Nokia plunged 1.63 euros, or 15 percent, to 9.47 euros, the most since April 2004. Before today, the stock was unchanged this year.

Margin Pressure

The second-half non-IFRS operating margin in the main devices and services unit will be at about the same level as in the first half, Nokia said. The devices business is run by Kai Oeistaemoe and services by Niklas Savander.

“Competition is increasing in the smartphone area as many participants rush into one of the few growing markets,” Chief Executive Officer Olli-Pekka Kallasvuo said on a call with analysts today. Nokia had 41 percent of the smartphone market in the second quarter, unchanged from a year ago.

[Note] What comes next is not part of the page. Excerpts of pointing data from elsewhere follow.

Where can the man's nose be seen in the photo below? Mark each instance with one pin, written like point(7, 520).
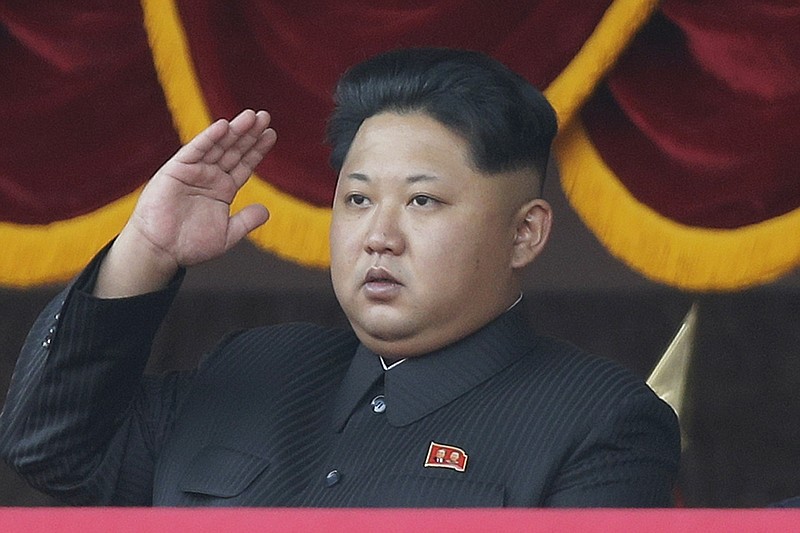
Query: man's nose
point(384, 234)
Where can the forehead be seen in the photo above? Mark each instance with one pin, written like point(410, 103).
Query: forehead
point(413, 142)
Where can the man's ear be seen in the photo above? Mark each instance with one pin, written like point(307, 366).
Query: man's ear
point(533, 222)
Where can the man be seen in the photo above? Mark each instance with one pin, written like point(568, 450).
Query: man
point(440, 156)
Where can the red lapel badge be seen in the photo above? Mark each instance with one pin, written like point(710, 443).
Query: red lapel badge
point(444, 456)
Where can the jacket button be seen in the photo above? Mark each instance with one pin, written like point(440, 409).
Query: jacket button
point(332, 478)
point(378, 404)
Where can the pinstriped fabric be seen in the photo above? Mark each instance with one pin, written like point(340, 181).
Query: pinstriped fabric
point(281, 416)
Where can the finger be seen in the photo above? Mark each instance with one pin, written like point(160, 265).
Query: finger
point(245, 221)
point(247, 163)
point(205, 145)
point(243, 134)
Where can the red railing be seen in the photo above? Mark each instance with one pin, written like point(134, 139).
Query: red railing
point(117, 520)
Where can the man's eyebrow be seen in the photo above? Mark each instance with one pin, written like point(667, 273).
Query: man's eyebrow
point(416, 178)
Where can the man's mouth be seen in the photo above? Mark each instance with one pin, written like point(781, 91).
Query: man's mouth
point(380, 275)
point(380, 284)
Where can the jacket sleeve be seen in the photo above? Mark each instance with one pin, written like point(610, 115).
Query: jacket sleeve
point(629, 457)
point(79, 422)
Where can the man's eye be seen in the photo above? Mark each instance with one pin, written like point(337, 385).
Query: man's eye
point(357, 199)
point(422, 201)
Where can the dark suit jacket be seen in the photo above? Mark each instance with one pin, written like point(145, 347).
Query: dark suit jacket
point(282, 416)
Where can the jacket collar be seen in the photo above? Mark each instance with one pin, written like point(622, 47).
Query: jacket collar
point(423, 384)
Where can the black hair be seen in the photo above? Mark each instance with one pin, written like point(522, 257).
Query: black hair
point(507, 122)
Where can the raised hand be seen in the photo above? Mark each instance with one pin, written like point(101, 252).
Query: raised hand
point(183, 215)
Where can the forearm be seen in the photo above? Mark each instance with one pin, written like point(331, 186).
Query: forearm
point(133, 266)
point(74, 384)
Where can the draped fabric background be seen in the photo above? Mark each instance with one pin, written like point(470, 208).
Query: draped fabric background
point(676, 146)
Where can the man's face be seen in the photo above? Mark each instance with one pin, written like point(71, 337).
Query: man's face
point(421, 242)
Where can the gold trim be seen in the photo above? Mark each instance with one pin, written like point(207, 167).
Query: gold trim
point(687, 257)
point(619, 24)
point(297, 230)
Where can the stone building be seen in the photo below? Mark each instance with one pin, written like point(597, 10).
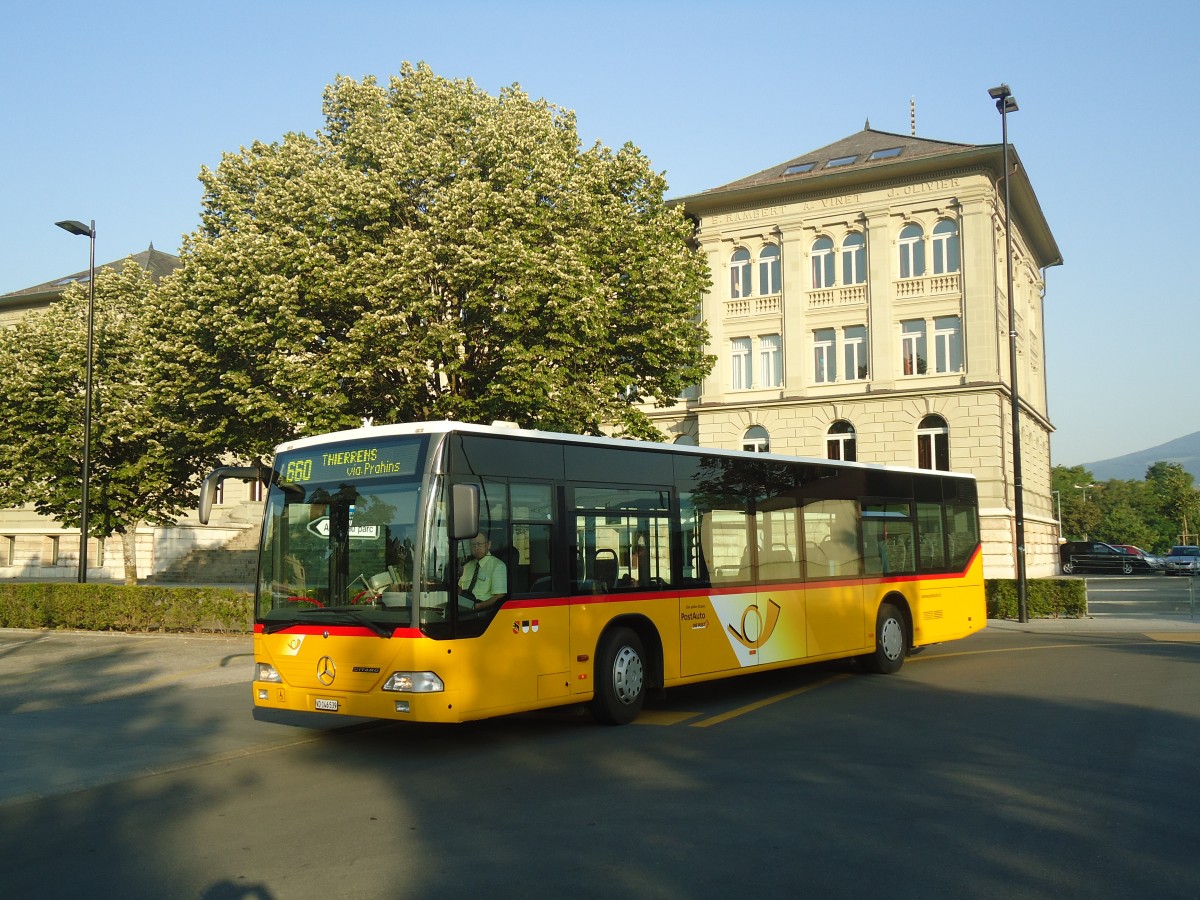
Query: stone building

Second-quarter net income fell to 380 million euros, or 10 cents a share, from 1.1 billion euros, or 29 cents, a year earlier. Sales slid 25 percent to 9.9 billion euros. Analysts predicted profit of 361 million euros on sales of 10.1 billion euros, according to the average estimates in a Bloomberg survey.

The Finnish company shipped 103.2 million phones in the quarter, a 15 percent drop from a year earlier. The average selling price was 62 euros, down from 74 euros a year earlier. The drop in average prices was “primarily due to general price pressure and a higher proportion of sales of lower priced products,” Nokia said.

Market Share

Nokia estimates its mobile device market share in the second quarter was 38 percent, down from 40 percent a year earlier and up from 37 percent in the first quarter. The company said it lost market share in Latin America, the Asia-Pacific region and North America from a year earlier.

“We think the share is going to be about constant in the next quarter, but even more than that, we’re going to focus on getting the most value out of every one of those sales,” Chief Financial Officer Rick Simonson said in a Bloomberg Television interview today.

Sony Ericsson Mobile Communications Ltd., the world’s fifth-largest handset maker, today reported a 43 percent drop in unit shipments from a year earlier and posted its fourth straight quarterly loss.

“Competition remains intense, but demand in the overall mobile device market appears to be bottoming out,” Kallasvuo said in the statement.